CHAPITRE VI
La mère et le fils
Ignorant les mauvais desseins de sa famille, Martial entra lentement dans la cuisine.
Quelques mots de la Louve, dans son entretien avec Fleur-de-Marie, ont déjà fait connaître la singulière existence de cet homme ; Doué de bons instincts naturels, incapable d’une action positivement basse ou méchante. Martial n’en menait pas moins une conduite peu régulière. Il pêchait en fraude, et sa force, son audace inspiraient assez de crainte aux gardes-pêche pour qu’ils fermassent les yeux sur son braconnage de rivière.
À cette industrie déjà très peu légale, Martial en joignait un autre fort illicite. Bravo redouté, il se chargeait volontiers, plus encore par excès de courage, par crânerie, que par cupidité, de venger dans des rencontres de pugilat ou de bâton les victimes d’adversaires d’une, force trop inégale ; il faut dire que Martial choisissait d’ailleurs avec assez de droiture les causes qu’il plaidait à coups de poing ; généralement il prenait le parti du faible contre le fort.
L’amant de la Louve ressemblait beaucoup à François et à Amandine : il était de taille moyenne, mais, robuste, large d’épaules ; ses épais cheveux roux, coupés en brosse, formaient cinq pointes sur son front bien ouvert ; sa barbe épaisse, drue et courte, ses joues larges, son nez saillant carrément accusé, ses yeux bleus et hardis, donnaient à ce mâle visage une expression singulièrement résolue.

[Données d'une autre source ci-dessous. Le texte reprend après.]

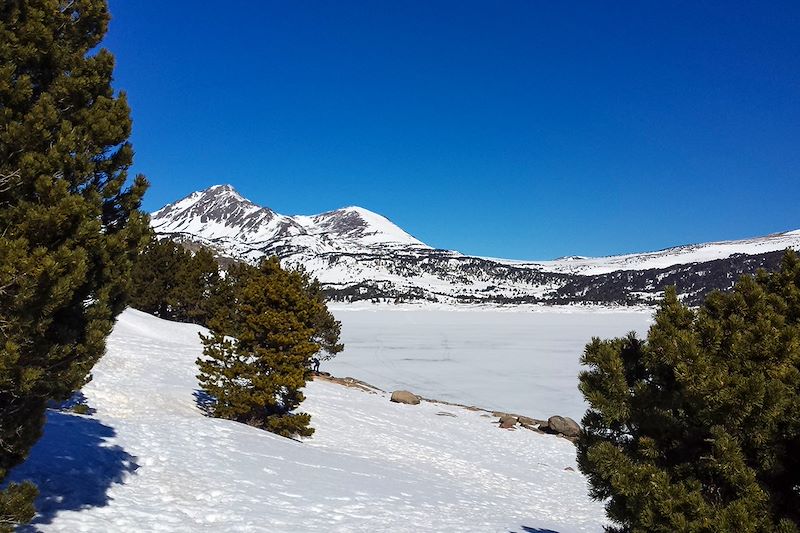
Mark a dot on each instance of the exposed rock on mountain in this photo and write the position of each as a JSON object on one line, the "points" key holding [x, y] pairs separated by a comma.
{"points": [[360, 255]]}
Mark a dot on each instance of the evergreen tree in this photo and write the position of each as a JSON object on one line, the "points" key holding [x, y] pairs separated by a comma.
{"points": [[261, 343], [697, 428], [174, 283], [69, 229]]}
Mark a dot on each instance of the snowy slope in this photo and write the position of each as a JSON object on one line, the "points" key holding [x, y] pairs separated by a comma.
{"points": [[148, 460], [360, 255], [220, 212], [679, 255]]}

Il était coiffé d’un vieux chapeau ciré ; malgré le froid, il ne portait qu’une mauvaise blouse bleue par-dessus sa veste et son pantalon de gros velours de coton tout usé. Il tenait à la main un énorme bâton noueux, qu’il déposa près de lui sur le buffet. Un gros chien basset, à jambes torses, au pelage noir marqué de feux très vifs, était entré avec Martial ; mais il restait auprès de la porte, n’osant approcher ni du feu ni des convives déjà attablés, l’expérience ayant prouvé au vieux Miraut (c’était le nom du basset, ancien compagnon de braconnage de Martial) qu’il était, ainsi que son maître, très peu sympathique à la famille.
– Où sont donc les enfants ?
Tels furent les premiers mots de Martial lorsqu’il s’assit à table.
– Ils sont où ils sont – répondit aigrement Calebasse.
– Où sont les enfants, ma mère ? – reprit Martial sans s’inquiéter de la réponse de sa sœur.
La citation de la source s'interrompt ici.